Re: pg14 psql broke \d datname.nspname.relname

From: Mark Dilger <mark(dot)dilger(at)enterprisedb(dot)com>
To: Robert Haas <robertmhaas(at)gmail(dot)com>
Cc: Justin Pryzby <pryzby(at)telsasoft(dot)com>, Stephen Frost <sfrost(at)snowman(dot)net>, Tom Lane <tgl(at)sss(dot)pgh(dot)pa(dot)us>, Peter Geoghegan <pg(at)bowt(dot)ie>, PostgreSQL Hackers <pgsql-hackers(at)postgresql(dot)org>
Subject: Re: pg14 psql broke \d datname.nspname.relname
Date: 2021-10-20 14:15:25
Message-ID: 300422FF-60E3-4EF1-BE8B-16D302B2CE6C@enterprisedb.com
Views: Raw Message | Whole Thread | Download mbox | Resend email
Thread:
Lists: pgsql-hackers


> On Oct 13, 2021, at 1:43 PM, Mark Dilger <mark(dot)dilger(at)enterprisedb(dot)com> wrote:
>
> The issue of name parsing impacts pg_dump and pg_dumpall, also. Consider what happens with:
>
> pg_dump -t production.critical.secrets > secrets.dump
> dropdb production
>
> In v13, if your default database is "testing", and database "testing" has the same schemas and tables (but not data) as production, you are unhappy.

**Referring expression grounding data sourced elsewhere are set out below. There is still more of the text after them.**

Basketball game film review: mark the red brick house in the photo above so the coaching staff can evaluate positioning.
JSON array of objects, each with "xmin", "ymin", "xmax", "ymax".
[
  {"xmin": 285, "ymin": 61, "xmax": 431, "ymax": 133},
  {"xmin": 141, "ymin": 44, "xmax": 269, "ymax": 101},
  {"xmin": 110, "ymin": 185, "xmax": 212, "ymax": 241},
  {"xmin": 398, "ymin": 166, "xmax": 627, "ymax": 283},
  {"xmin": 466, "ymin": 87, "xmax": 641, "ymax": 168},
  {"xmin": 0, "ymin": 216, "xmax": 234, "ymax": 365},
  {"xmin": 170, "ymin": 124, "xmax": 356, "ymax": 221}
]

You just dumped a copy of your test data and blew away the production data.
>
> You could end up unhappy in v14, if database "testing" has a schema named "production" and a table that matches the pattern /^critical.secrets$/, but otherwise, you'll get an error from pg_dump, "pg_dump: error: no matching tables were found". Neither behavior seems correct.

With the attached patch, this scenario results in a "cross-database references are not implemented" error.

> The function where the processing occurs is processSQLNamePattern, which is called by pg_dump, pg_dumpall, and psql. All three callers expect processSQLNamePattern to append where-clauses to a buffer, not to execute any sql of its own. I propose that processSQLNamePattern return an error code if the pattern contains more than three parts, but otherwise insert the database portion into the buffer as a "pg_catalog.current_database() OPERATOR(pg_catalog.=) <database>", where <database> is a properly escaped representation of the database portion. Maybe someday we can change that to OPERATOR(pg_catalog.~), but for now we lack the sufficient logic for handling multiple matching database names. (The situation is different for pg_dumpall, as it's using the normal logic for matching a relation name, not for matching a database, and we'd still be fine matching that against a pattern.)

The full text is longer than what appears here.